It’s the first known link for Giolito, who is one of the more difficult evaluations in the class. It wasn’t that long ago that the longtime White Sox hurler looked on his way to a nine-figure deal. Giolito sported a 3.79 ERA with a strong 25.8% strikeout rate over 21 starts at the time of the trade deadline. He had turned 29 in July, making him one of the younger starters in the class. A midseason trade to the Angels rendered him ineligible for the qualifying offer, removing draft pick compensation as a factor.
His market has since been muddled by a dismal final couple months. Giolito was rocked for a 6.89 ERA in six starts as an Angel. The Halos plummeted from playoff contention and put him on waivers. The Guardians claimed him and gave him the ball six more times to close the year. Giolito had an even tougher run in Cleveland, posting a 7.04 ERA. In his final 12 appearances of the season, he was tagged for a 6.96 ERA and surrendered a staggering 21 home runs in 63 1/3 innings (just under three homers per nine).
Giolito concluded the year with a 4.88 ERA overall. That marked his second straight season allowing nearly five earned runs per nine innings. It’s a notable drop from the mid-3.00s marks he posted each year between 2019-21, although that’s mostly a reflection of the season’s last two months.
To his credit, the former All-Star took all 33 turns through the rotation. It marked his third straight season surpassing 30 starts and continued an exceptional run of durability over the last six years. Giolito is tied for fifth in starts and ranks eighth in innings pitched since the 2018 season. He isn’t missing bats as he had at his 2019-20 peak, but he has fanned more than a quarter of opponents over the last two years.
Giolito certainly won’t continue allowing home runs at the clip he had in Anaheim and Cleveland. Teams can anticipate some amount of positive regression in that regard, but it’s still hard to draw up a much worse finish to a pitcher’s platform year short of injury.
That leaves him in an interesting spot as a free agent. If he simply wanted to maximize his earning potential, he could still look for three or four years. Jameson Taillon and Taijuan Walker secured four years with an average salary in the $17-18MM range last winter despite some inconsistency in their career track records. Yet Giolito is also young enough to potentially prioritize a chance to get back to free agency within a season or two. MLBTR predicted he’d go the latter route, estimating a two-year, $44MM contract that allows him to opt out after the first season.
A shorter-term pact of that nature could be particularly appealing to the Dodgers. They have shied away from long-term investments in free agent starters.
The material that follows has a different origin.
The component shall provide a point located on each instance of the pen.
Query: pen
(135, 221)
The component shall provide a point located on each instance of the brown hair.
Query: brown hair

A pitcher-friendly home park could mitigate some of the homer concerns, while Giolito’s track record of absorbing innings would be welcome for a young staff. It’d be similarly easy to see the appeal from the player’s perspective. The Dodgers have a strong reputation for developing pitching. That Giolito is an L.A. native who attended Harvard-Westlake is an added bonus.
While there’s a sensible fit, Giolito may need to wait until some of the top starters come off the board. Harris notes that the Dodgers are essentially in a holding pattern as they await clarity on their chances of adding Shohei Ohtani or Yoshinobu Yamamoto. Los Angeles has an estimated $70MM available before even reaching the first luxury tax threshold, so they’ll surely add multiple players, but they’ll presumably have various offseason plans contingent on whether they land either of their top two targets.